Эмча резала большой кусок марли на салфетки для обработки ран и складывала их стопкой. А мыслями была с Боржеком. Когда она вспоминала о счастливых днях, проведенных с ним, ей казалось, что он погиб давным-давно, когда же думала о проплаканных ночах, то выходило, будто он погиб лишь вчера:

— Одна-единственная ночь…

Медсестра Павла щипцами брала только что прокипяченные инструменты и шприцы.

— И мне ох как было нелегко, — сказала она. Инструменты звякали о стеклянный лоток, в который их складывала Павла. — В Испании и тут…

Она увидела, что к ним бежит Яна. Молодая. Красивая. Губы Павлы горько сжались.

— Совсем забыть нельзя, — продолжала она. — Заживет, притупится только резкая, первоначальная боль, а ноющая, тупая останется навсегда.

Каштановые волосы Павлы с белой прядью выбились из-под шапочки. Яне показалось, что эта прядь еще белее. Голос у Павлы, как всегда, ласковый и ровный:

— Как отец? Доволен, что ты на пункте связи? Я еще спрашиваю! Конечно, доволен, ты же теперь с ним.

Яне слышалось: и со Станеком. Ее пальцы беспокойно ощупывали ремень, впивались в большую квадратную пряжку, словно искали, за что ухватиться:

— У вас такая тишина…

Павла улыбнулась:

— Это все говорят. Капитан Рабас считает, что мы — курьез войны. Это, говорит, как детская кроватка на колесиках да еще в придачу материнская ласка.

«И ко мне Павла относилась по-матерински», — подумала Яна.

— А у нас так страшно, — сказала Яна с нескрываемым ужасом и повторила: — Мне страшно, Павла.

— Трудно в это поверить, — заметила Павла.

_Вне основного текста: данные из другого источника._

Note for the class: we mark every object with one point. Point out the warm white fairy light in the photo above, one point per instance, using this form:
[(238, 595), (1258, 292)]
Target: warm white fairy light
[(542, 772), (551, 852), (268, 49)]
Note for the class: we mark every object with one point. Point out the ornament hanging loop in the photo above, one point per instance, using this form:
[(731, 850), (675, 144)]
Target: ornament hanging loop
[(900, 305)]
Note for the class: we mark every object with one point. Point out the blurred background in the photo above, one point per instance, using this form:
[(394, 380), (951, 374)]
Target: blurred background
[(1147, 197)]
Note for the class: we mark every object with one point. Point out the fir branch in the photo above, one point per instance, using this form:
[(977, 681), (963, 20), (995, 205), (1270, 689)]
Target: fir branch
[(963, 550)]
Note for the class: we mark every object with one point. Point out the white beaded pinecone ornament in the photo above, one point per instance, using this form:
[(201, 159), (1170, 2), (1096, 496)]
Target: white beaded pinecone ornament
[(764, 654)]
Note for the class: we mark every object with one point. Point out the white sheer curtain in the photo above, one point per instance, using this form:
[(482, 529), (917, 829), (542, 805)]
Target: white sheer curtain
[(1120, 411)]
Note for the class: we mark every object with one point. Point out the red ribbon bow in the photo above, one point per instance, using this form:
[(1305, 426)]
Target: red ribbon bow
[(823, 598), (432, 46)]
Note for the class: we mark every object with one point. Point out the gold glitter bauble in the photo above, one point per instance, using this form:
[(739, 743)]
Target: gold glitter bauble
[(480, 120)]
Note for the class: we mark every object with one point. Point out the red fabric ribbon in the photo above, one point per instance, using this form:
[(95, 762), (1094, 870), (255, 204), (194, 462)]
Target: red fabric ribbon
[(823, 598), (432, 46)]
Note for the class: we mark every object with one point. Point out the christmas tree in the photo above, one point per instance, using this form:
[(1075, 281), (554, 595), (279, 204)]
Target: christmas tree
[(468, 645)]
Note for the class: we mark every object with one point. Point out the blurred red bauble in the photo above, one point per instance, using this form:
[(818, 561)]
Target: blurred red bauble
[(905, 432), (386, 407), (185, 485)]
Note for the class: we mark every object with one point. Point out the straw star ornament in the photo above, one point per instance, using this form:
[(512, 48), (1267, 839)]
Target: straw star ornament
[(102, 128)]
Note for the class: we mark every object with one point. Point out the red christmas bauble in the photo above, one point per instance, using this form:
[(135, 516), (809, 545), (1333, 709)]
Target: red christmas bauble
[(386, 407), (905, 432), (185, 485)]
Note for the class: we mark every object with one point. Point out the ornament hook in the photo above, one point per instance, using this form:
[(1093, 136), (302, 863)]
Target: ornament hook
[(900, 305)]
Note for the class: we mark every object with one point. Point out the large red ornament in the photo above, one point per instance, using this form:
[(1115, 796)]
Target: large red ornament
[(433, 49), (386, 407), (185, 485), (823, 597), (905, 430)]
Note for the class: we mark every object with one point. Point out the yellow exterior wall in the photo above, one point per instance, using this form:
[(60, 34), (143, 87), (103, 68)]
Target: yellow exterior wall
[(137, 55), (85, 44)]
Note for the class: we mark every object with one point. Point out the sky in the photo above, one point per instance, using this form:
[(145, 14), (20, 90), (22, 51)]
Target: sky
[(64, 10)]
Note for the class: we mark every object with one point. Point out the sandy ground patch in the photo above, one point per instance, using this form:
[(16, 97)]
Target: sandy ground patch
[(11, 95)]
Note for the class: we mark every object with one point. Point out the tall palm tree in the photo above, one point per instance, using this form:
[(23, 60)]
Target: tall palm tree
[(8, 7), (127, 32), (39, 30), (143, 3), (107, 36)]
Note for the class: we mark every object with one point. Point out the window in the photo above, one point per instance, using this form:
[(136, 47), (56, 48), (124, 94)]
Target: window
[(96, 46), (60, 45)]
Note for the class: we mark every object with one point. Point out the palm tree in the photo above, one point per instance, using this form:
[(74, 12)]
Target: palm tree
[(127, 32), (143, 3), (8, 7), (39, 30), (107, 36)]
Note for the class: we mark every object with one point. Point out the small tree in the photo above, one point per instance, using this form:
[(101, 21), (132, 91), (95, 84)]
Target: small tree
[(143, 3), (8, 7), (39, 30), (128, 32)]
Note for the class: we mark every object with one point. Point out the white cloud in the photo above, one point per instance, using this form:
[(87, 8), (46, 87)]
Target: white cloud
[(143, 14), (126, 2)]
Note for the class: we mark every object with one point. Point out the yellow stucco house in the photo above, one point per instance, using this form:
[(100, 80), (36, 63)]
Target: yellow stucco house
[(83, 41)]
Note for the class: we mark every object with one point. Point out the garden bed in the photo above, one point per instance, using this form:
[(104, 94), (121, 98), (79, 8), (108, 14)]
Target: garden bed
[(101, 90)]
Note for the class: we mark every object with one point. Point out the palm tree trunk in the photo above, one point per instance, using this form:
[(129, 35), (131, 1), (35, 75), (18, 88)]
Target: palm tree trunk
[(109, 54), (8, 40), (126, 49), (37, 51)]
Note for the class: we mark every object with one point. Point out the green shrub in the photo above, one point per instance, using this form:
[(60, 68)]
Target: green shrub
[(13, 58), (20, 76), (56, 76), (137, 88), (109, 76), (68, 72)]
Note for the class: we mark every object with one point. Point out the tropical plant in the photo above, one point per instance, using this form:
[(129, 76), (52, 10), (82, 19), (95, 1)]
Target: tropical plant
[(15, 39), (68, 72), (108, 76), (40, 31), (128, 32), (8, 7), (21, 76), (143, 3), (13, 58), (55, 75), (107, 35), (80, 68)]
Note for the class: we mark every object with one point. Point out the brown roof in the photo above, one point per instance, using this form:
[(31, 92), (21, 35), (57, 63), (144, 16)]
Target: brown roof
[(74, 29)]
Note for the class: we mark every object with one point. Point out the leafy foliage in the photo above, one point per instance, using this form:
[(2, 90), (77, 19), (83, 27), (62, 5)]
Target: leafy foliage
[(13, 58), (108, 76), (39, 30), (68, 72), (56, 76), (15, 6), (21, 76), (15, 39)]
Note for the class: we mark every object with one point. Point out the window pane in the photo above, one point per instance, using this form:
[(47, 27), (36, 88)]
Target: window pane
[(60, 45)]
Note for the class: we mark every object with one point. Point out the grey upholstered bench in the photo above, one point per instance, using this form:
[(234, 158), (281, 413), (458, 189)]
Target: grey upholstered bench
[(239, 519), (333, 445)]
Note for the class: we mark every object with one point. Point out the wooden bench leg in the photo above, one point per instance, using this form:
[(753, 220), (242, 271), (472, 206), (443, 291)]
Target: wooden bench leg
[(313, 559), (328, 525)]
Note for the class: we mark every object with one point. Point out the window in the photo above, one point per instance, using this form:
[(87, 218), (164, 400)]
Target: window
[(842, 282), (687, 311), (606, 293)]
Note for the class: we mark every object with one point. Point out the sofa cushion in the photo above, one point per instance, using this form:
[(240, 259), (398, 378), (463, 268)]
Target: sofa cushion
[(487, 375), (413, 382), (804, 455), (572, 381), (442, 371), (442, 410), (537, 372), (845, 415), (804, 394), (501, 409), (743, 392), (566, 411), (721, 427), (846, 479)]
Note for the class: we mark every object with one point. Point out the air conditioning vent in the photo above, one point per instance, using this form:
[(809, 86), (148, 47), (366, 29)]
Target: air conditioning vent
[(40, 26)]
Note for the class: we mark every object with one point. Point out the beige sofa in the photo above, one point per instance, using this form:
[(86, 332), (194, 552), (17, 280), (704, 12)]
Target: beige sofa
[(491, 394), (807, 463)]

Яна стала расспрашивать. Павла внимательно слушала, потом переспросила:

— Ты хочешь уточнить, в каких местах была санчасть, когда немцы под Киевом остановили батальон Рабаса?

Яна утвердительно кивнула головой и описала ей место, где погиб Боржек.

— Кто этим интересуется?

— Связисты… — Она не выдала Калаша.

— А зачем им это знать?

— Можно ли было оказать Боржеку еще помощь после того снаряда…

— По-вашему, мы что-то не доглядели?

— Нет. Речь не о том.

— О чем же?

Выяснять пришла Яна, а получалось, что допрашивали ее.

«С Боржеком было двое».

Эмча перестала резать салфетки и застыла в каком-то страшном предчувствии.

— Солдат, — сказала Яна. — Тот, который хотел, чтобы Боржек долго не мучился.

— И сделал это?

— Да, чтобы он долго не мучился… — Яна дотронулась рукой до груди. — В сердце…

Из рук Эмчи выпали ножницы.

— Но ведь каждый раненый, — сказала Павла, — принадлежит нам. Как он решился? Солдаты идут в бой с уверенностью, что мы всегда придем им на помощь. У них ни малейшей мысли не должно быть о том, что кто-то их добьет.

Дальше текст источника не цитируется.